# Can You Spot the Queen??



## Dee (Apr 22, 2004)

Here's a few more of my pictures...

Isn't this Queen Beautiful!









Close-Up of Eggs and Larva









Peek-A-Boo


----------



## Keith Benson (Feb 17, 2003)

She is a stunner

Keith


----------



## balhanapi (Aug 22, 2006)

nice pics 

the hive population looks to be definitely on the rise with all those young bees..


----------



## Joseph Clemens (Feb 12, 2005)

Ah, a very nice cordovan Italian queen, my favorite kind. If those are her workers it looks like she was mated predominantly with non-cordovan drones. But I'll bet her drones are a nice golden color like she is.


----------



## power napper (Apr 2, 2005)

Nice photos Dee--what do you use for a camera?


----------



## Dee (Apr 22, 2004)

*type of camera*

its an Olympus C-730 Ultra Zoom - this will do a 10X optical zoom/30X digital & optical. What i hate about it is that it doesnt have stabilization mode.
I would really like two cameras, one smaller for regular photos (instead of close-ups)

And thanks for compliments


----------



## Michael Palmer (Dec 29, 2006)

She is a nice looking queen. I love hairy leggs.  Nice pattern, too. Soon to be lots of young bees!

Did you notice the "k" winged bees? 3 out of 45. Wonder what that's all about. A little Tracheal maybe?


----------



## Dee (Apr 22, 2004)

*K wing*

it's only been recent that i've even heard that the "k wing look" isnt good, i guess i'll have to read more about it, sadly this colony no longer exists, it died out back 2 years ago - but i still like looking at the pics


----------



## Jeffzhear (Dec 2, 2006)

Michael I wish there was a way that you or someone else could point out the k-wing in these pictures....I really don't have any idea what I am looking at.
J


----------



## Michael Palmer (Dec 29, 2006)

*"K" wing bees*

OK, look at the second photo. Upper left corner. Third bee down along edge. You can just see her K wing protruding from her left side. "K" wing happens, because the bees wing muscles are weakened, and the wings become unhinged. They don't lie flat together over her back. One sticks out, in a k shape.
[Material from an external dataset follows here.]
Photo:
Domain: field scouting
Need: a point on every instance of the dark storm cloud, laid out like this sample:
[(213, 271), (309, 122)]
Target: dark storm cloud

Look at that bee. Her abdomen is pointing toward another k wing bee. There is another, two bees below the queen.


----------



## Jeffzhear (Dec 2, 2006)

Michael, Thank you for taking the time to show me. Now I know what I am looking at, I really appreciate it. 
Now I just have to watch for some K-wing posts to learn more, or do a search.
J


----------